I've always been leery of Microsoft Outlook's autocomplete feature. That's the one that guesses who you want to send the e-mail to by looking at the first few letters you type.
It's right most of the time.
But with e-mail used to send everything from jokes, to family photos to corporate secrets, "most of the time" seems like far too low a bar.
Eli Lilly and its outside lawyers found out this the hard way this week when one of the esquires sent a note intended for a colleague to a New York Times writer with the same last name. (Note: I'm not certain which e-mail program the lawyer was using, and it's supposition, though a seemingly safe bet, that some sort of autocomplete was to blame.)
The result was that confidential negotiations with the government involving as much as $1 billion quickly became nonconfidential. The Times, doing what it does, got a big scoop.
A representative for Pepper Hamilton, the law firm whose barrister sent the note, was not immediately available for comment. But, in good news for the firm, an Eli Lilly representative told Portfolio that the firm is not immediately getting the boot.
Still, that's some pretty big consequences for a feature that saves a few seconds' time. Sure, those seconds add up over time. But I imagine the lawyer in question would give any amount of time to have that e-mail back.
I try to always give my address bar a second look before hitting send, but once or twice have found my note to a colleague going to an outside contact with a similar name. Maybe Microsoft should get rid of the feature.
Then again, in a world where businesses and governments are increasingly secretive, maybe the typo has become the greatest opportunity for openness and democracy. On second thought, leave it in there.

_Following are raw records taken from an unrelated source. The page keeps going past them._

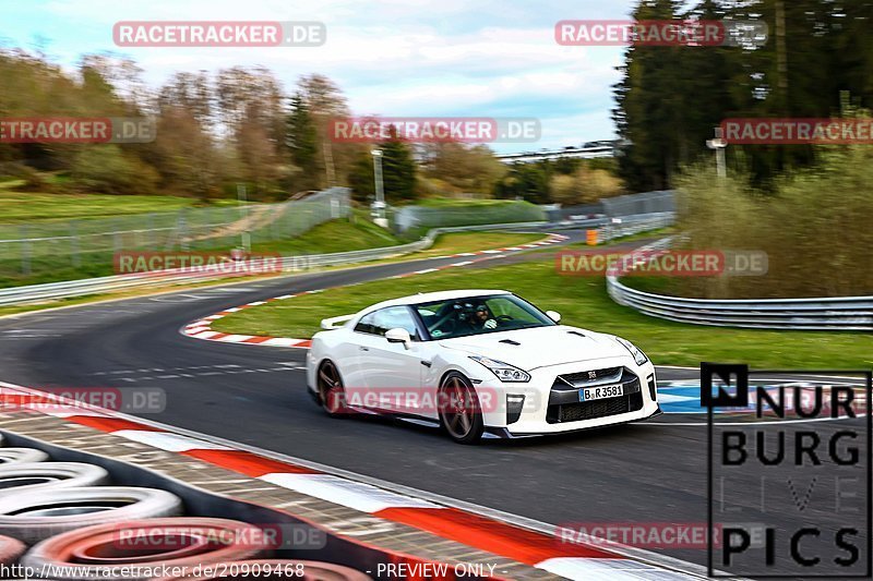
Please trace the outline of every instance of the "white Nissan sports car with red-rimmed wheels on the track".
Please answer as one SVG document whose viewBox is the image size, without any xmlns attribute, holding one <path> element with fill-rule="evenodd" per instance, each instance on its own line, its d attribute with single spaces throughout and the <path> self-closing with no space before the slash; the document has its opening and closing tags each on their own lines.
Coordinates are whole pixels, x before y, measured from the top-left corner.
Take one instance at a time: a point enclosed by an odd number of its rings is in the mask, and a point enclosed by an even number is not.
<svg viewBox="0 0 873 581">
<path fill-rule="evenodd" d="M 655 367 L 641 350 L 560 318 L 500 290 L 384 301 L 322 322 L 307 386 L 331 415 L 439 423 L 462 444 L 660 414 Z"/>
</svg>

Update: A Microsoft representative said the feature can be turned off. Here's how:
Under the Tools menu, click Options.
On the Preferences tab, click E-mail Options, and then click Advanced E-mail Options.
Select or clear the "Suggest names while completing To, Cc, and Bcc fields" check box.
Another suggestion comes from ClearContext VP Brad Meador, who recommends people tweak Outlook settings to delay sending e-mail for a matter of minutes. That way there's a chance to catch a broad array of mistakes before they go out forever.